Ici, comme dans Les Amants du Spoutnik, Murakami nous présente l’autre côte du miroir, un monde décalé, légèrement différent. Prêt à nous accueillir quand le nôtre se referme. Un lieu dont on ne sait s’il est hostile, thérapeutique, carcéral ou simplement autre. Un lieu dont on ne sait si on doit chercher à s’en évader ou s’y plonger, y disparaître. Tout autour, la ville gigantesque offre ses bruits, ses lumières, affirme son inhumanité. Réunir deux sœurs, trouver une voie pour accompagner l’une, soutenir l’autre : il y a de l’espoir chez Murakami, qui fait éclore des histoires singulières pour mieux échapper au temps, aux gens, aux peurs, en retrouvant une identité malmenée par l’extérieur.
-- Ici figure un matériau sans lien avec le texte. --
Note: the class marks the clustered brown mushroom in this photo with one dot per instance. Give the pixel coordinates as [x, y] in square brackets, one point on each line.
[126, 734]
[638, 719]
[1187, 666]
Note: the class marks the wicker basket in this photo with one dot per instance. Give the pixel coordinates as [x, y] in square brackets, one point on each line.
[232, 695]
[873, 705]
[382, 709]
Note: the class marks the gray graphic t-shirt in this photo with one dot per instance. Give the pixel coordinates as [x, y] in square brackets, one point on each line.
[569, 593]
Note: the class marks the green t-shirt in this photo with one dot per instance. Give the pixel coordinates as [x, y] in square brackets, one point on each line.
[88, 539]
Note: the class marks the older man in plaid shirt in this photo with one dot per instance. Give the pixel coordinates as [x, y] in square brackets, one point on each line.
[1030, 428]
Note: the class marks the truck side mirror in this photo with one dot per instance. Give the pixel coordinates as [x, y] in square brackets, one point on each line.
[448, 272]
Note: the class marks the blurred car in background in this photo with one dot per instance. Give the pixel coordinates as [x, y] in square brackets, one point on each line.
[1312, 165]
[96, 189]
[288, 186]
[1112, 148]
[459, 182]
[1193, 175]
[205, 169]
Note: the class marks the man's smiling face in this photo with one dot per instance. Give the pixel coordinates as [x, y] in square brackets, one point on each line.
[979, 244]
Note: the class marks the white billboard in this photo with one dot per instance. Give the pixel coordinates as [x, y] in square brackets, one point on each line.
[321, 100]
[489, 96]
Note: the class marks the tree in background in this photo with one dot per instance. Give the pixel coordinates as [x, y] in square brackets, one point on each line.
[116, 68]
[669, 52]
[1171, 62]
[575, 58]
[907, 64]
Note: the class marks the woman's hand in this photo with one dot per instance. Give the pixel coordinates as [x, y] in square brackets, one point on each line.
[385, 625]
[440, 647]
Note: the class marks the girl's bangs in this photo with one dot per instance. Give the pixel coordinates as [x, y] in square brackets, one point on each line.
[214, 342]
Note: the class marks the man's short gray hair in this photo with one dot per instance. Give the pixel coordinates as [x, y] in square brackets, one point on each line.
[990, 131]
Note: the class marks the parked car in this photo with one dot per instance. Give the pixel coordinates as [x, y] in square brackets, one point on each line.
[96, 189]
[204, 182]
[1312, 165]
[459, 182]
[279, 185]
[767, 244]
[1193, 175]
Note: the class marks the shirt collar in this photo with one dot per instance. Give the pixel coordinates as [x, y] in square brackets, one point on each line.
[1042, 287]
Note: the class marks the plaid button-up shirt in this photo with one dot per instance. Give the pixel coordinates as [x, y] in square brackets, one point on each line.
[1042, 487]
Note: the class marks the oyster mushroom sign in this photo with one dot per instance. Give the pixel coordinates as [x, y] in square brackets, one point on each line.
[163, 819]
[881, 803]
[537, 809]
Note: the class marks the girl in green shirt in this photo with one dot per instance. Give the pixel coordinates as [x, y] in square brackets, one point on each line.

L’écrivain joue sur les repères dont chacun a besoin pour se construire, affronter le monde. Absents ou trop fragiles, ils signent la défaite de l’individu. En se promenant entre deux univers, il nous plonge dans l’étrange et le réel acquiert une fragilité déconcertante. On ne sait comment le rattraper. On ne sait s’il faut s’inquiéter ou se rassurer, si les choses finiront bien ou mal. Murakami instille un doute, un frisson, une attente. Il crée, comme un certain nombre de ses compatriotes romanciers, cette atmosphère dans laquelle on s’immerge sans savoir si on doit y prendre plaisir ou s’en inquiéter. Il y voit un trait singulier de la culture asiatique : « Je pense que nous vivons dans un monde, ce monde, mais qu’il en existe d’autres tout près. Si vous le désirez vraiment, vous pouvez passer par-dessus le mur et entrer dans un autre univers. D’une certaine manière, il est possible de s’affranchir du réel. Et le mono no aware, la poignante mélancolie des choses, chère à la poésie japonaise traditionnelle, décrit, à ce qu’il me semble, cette situation ».